- The mushroom cloud from RDS-1, the first Soviet nuclear test

Information
- Country: Soviet Union
- Test site: Semipalatinsk Test Site, Kazakhstan
- Date: 29 August 1949
- Number of tests: 1
- Test type: Tower
- Max. yield: 22 kt (92 TJ)

Test series chronology
- RDS-2 →

= RDS-1 =

1949 Soviet nuclear bomb test

The RDS-1 (РДС-1), also known as First Lightning (Пе́рвая мо́лния), was the first nuclear weapons test that was conducted by the Soviet Union. It was detonated on 29 August 1949 at 7:00 a.m. Kazakhstan Time (decree time) (UTC+06:00), at the Semipalatinsk Test Site in the Kazakh Soviet Socialist Republic, and yielded 22 kilotons of TNT.
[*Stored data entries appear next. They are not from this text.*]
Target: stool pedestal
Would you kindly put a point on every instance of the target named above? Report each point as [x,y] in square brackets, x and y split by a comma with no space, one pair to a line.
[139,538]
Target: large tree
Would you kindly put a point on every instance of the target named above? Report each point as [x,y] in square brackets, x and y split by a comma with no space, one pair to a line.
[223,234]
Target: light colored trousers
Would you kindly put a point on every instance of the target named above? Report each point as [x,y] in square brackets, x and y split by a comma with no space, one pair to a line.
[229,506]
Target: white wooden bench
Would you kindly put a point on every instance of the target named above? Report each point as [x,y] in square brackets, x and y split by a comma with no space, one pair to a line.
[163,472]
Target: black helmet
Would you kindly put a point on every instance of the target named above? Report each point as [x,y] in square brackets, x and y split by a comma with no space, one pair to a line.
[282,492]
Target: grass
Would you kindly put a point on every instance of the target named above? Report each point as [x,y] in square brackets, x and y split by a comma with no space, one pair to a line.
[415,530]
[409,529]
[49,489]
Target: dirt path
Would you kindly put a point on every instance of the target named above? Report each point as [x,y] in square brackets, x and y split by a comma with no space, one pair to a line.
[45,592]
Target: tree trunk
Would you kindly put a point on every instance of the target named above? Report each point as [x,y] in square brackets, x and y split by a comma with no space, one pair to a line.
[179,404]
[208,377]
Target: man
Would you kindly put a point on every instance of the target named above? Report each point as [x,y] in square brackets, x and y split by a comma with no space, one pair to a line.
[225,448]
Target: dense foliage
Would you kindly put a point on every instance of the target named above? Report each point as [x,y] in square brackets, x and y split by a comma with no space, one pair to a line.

It was roughly based on the American design, Fat Man, and the United States assigned it the code-name Joe-1, in reference to Joseph Stalin. RDS-1 also refers to the model of nuclear gravity bomb put into weapons production, with 29 bombs stockpiled by 1951. When referring to the serially-produced model, it was known as Izdeliye 501 (изделие 501, ).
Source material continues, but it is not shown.